In light of the foregoing principles, we must conclude that this action is not time-barred under either the rule of prescription or the equitable doctrine of laches.
Both statutory and case law in Alabama clearly support the proposition that the signature of the wife is necessary to effectuate a valid conveyance of homestead property. Code of 1975, § 6-10-3 provides:
No mortgage, deed or other conveyance of the homestead by a married person shall be valid without the voluntary signature and assent of the husband or wife, which must be shown by his or her examination before an officer authorized by law to take acknowledgments of deeds, and the certificate of such officer upon, or attached to, such mortgage, deed or other conveyance, which certificate must be substantially in the form of acknowledgment for individuals prescribed by section 35-4-29.

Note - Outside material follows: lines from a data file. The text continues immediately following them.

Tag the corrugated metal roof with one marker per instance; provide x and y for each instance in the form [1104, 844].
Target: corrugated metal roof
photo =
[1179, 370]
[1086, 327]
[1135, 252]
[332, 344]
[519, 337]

In Deramus v. Deramus, 204 Ala. 144, 85 So. 397 (1920), this Court addressed the question of the effectiveness of a deed in which a husband attempted to convey a life interest in homestead property to his wife, with the remainder in the couple's children. The wife did not sign the deed. This Court said:
That the deed, in so far as it undertook to vest title in the wife for her life, operated in accordance with the intention of the grantor, is settled in the law of this state. [Citations omitted.] But a majority of the court holds, in agreement with the contention of appellants, that, in so far as the deed purported to affect the estate in remainder in the homestead, it was void. . . . [Emphasis added.] [85 So. at 398.]

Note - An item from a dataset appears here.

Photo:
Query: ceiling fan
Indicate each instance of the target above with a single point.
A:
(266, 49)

In Bassett v. Powell, 178 Ala. 340, 60 So. 88, 89 (1912), we enunciated a similar principle:
The land in question was the homestead of George White at the time he conveyed the life estate in same to his wife, and whether the deed conveyed the remainder to his heirs or reserved the same to himself matters not, as there was no separate voluntary release of same by the wife, as is required by law, and said deed was inoperative as an alienation of the homestead right. The deed to the wife may have operated to pass the legal title to the life estate to her; but, being without her voluntary signature, said conveyance was subject to all pre-existing homestead rights. . . .

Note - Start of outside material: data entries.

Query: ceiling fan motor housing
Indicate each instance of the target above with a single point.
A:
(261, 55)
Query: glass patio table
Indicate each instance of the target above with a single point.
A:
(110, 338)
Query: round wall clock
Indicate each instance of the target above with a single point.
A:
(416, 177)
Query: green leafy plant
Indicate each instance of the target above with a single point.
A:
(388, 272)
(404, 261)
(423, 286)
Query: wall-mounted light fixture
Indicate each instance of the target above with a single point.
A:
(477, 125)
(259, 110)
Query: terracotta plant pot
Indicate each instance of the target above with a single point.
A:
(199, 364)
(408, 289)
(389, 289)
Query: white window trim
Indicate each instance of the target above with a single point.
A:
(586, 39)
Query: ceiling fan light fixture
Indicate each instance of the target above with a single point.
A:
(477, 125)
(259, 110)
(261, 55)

See also Bryant v. Jones, 260 Ala. 659, 663, 71 So.2d 831 (1954).
In this case, defendants do not deny that the forty acres of land owned by W.M. Daniel at his death was homestead property. The evidence clearly shows that Minnie Daniel did not sign the deed which purported to convey to Berlyn Daniel the remainder interest in the property. Applying the law to these facts, we must conclude that the trial court's decree upholding the deed to Berlyn Daniel was clearly erroneous. As a result, the cause must be, and is, hereby reversed and remanded for entry of a decree consistent with this opinion.
REVERSED AND REMANDED.
TORBERT, C.J., and MADDOX, JONES and SHORES, JJ., concur.